OK, that means when I encounter them I can change them.

Somewhere on my todo list is way better Junit reports, including logs 
from multiple machines and stack traces in machine readable 
form...getting the exceptions out raw is one of the requirements for 
this to work

http://wiki.apache.org/ant/Proposals/EnhancedTestReports

-steve

Re: Design Q: logging/nesting of exceptions

Posted by Owen O'Malley <oo...@yahoo-inc.com>.

On May 8, 2008, at 10:21 AM, Doug Cutting wrote:

> I'd go with something closer to an accidental policy.  My suspicion  
> is that logging framework didn't print nested exceptions well.   
> Owen is the father of stringifyException and may have more insight.

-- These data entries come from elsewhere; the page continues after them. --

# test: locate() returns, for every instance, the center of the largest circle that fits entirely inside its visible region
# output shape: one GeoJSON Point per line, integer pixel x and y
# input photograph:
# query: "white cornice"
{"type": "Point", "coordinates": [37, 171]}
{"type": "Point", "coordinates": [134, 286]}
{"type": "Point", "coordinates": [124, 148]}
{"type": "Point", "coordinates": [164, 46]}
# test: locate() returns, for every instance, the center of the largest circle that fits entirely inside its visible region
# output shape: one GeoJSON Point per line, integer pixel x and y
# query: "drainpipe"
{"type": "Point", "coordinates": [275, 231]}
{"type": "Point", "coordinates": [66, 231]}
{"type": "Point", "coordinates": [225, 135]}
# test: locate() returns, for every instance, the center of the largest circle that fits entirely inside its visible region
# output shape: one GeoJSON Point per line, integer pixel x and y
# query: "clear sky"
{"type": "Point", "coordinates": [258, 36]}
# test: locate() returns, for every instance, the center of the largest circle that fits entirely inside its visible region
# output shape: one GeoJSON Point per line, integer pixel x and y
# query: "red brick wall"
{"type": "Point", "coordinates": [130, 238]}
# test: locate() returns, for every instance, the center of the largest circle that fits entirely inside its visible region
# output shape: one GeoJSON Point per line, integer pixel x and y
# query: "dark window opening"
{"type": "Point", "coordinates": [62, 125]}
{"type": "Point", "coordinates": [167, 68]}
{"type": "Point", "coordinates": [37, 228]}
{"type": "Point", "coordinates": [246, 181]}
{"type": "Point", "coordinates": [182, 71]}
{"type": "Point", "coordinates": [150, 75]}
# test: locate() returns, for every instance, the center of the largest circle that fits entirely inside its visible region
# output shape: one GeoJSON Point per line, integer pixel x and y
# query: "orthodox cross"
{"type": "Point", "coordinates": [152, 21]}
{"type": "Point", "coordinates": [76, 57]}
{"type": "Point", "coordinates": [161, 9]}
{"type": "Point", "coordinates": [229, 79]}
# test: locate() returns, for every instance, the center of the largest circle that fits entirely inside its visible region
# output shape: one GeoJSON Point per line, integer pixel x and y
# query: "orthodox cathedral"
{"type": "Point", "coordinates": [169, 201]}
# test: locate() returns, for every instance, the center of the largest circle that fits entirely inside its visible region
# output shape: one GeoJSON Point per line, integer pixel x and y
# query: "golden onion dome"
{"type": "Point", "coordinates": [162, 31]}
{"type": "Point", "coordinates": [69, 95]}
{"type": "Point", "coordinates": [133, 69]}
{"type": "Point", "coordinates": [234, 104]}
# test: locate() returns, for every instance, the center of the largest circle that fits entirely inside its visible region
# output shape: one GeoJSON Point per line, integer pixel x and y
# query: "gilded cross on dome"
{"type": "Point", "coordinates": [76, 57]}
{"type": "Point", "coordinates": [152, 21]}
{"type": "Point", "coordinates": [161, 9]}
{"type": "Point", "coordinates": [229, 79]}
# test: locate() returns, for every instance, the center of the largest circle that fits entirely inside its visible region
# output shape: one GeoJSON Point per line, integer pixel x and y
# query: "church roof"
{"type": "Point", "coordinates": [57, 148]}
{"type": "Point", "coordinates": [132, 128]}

Yeah, it was my fault. The log4j was misconfigured, so we didn't get  
the exception traces out of the messages. I didn't realize it was a  
misconfiguration until much later and it had become standard practice  
within Hadoop. *sigh* I've fixed a couple of them, but there are a  
lot more.

-- Owen

Re: Design Q: logging/nesting of exceptions

Posted by Doug Cutting <cu...@apache.org>.

Steve Loughran wrote:
> Is this 
> all a deliberate decision, or just a accidental  policy that can be 
> changed if someone is prepared to go through the code and make the changes?

I'd go with something closer to an accidental policy.  My suspicion is 
that logging framework didn't print nested exceptions well.  Owen is the 
father of stringifyException and may have more insight.

Doug